Best management practices

A detailed discussion of the foundational BMPs is found in the playbook for inputs. The list is a starting point and is not exhaustive. Consider exploring CIPEC and lean practices supported by the Excellence in Manufacturing Consortium. Books written about executive buy-in, effective project management and team building will tell you an executive must lead, and a project manager may be one person or many, depending upon the project. The project manager’s team of managers, supervisors and staff will vary based upon the project. Some projects will have a select team, others will need cross-functional representation. Training and behavior management may also depend upon what gets adopted.

Technology

A detailed discussion of the foundational technologies is found in the playbook for inputs.

Cyber security is an emerging problem. More than half of all small businesses fail after a cyberattack. All these technologies cost-effectively reduce economic and environmental risks.

The following table illustrates the scale of a business and LLOYD Factor actions. The reason for these actions (training and technology investments) is, in part, the impact that they have on the management and skill sets required in the following process stage. These actions are the building blocks for data management. A rough order of sales magnitude is one way to discern what actions may be cost effective. More importantly, the skills, training and BMPs that are critical for a small processor just starting out, are as important at a well-established global facility. Effective manufacturing management requires measurement capacity and skills. People change jobs and move. As a company grows, the items in Table 2 provide guidance for basic skill sets and practices as a business expands.

Small operations with net revenue below $250,000 are likely to have energy and water use profiles that may not justify the capital expense of power factor correction, power quality controls, sub-metering and EMIS on their own. These technologies improve the outcomes of takt time analysis, activity-based costing, lean and ultimately carbon management.
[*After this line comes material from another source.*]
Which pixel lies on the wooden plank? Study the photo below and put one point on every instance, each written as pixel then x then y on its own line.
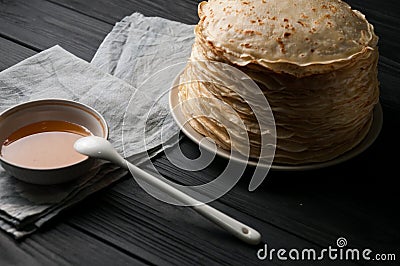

Utility management training offered through the Office of Energy Efficiency is a starting point for developing data management skills. The knowledge and skills gained through this training works at any level of a business.

Efficiency training

In any plan where a team is involved in the pursuit of efficiency, there must be lots of practice. In a manufacturing environment, training is practice and it is integral to the game plan. Skill development accelerates when training (practice) relates to the plays in your game plan. The technologies, tools and practices listed in Table 2 are the core practice drills needed to achieve profitable synergy when producing a product for lower carbon market demand. The skills learned using these technologies are building blocks for digital automation and carbon management.

CIPEC training, for example, is money well-spent for even the smallest facility, as is sub-metering an electrical panel combined with an EMIS system. Larger facilities should investigate more comprehensive systems.
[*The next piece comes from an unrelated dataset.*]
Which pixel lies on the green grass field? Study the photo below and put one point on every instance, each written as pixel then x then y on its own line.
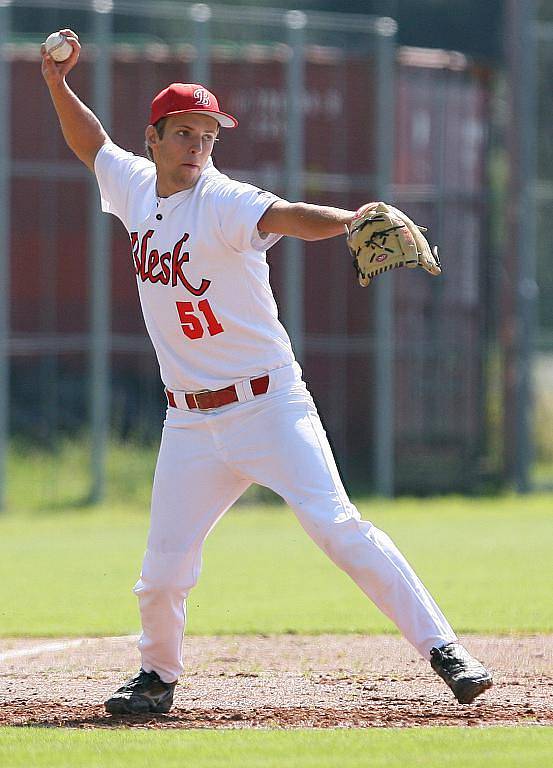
pixel 446 748
pixel 71 572
pixel 68 569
LLOYD factor correction synergies

To reduce noise throughout a manufacturing process, it helps to create a progressive synergy.
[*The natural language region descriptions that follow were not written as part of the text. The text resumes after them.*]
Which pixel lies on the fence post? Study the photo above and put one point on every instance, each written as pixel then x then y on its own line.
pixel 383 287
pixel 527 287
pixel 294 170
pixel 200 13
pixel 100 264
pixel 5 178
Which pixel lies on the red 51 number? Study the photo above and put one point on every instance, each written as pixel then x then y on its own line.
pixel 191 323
First, metering and digital mapping correct legacy equipment settings and gross margin inaccuracy. Next, performing takt time analysis and revising product costing create baseline and real time measurement for predictive maintenance and input cost control. Lastly, leak detection and repair as well as power factor and power quality upgrades eliminate avoidable input and process variance and waste.

Time required to implement LLOYD factor and human error corrections

After the walkthrough audit and procedural corrections, implementing human error requires:

• 1 month to change behaviour
• 6 months for training, sub-metering, EMIS and preventative maintenance practice

The LLOYD factor takes 1–3 years to implement.

With training and these technologies in place, lean manufacturing practices become easier to do. Easy improvement opportunities may continue to emerge for 5–10 years as equipment ages and the business grows. The key is to be able to catch and reduce cost variance faster than the rate of inflation of those costs.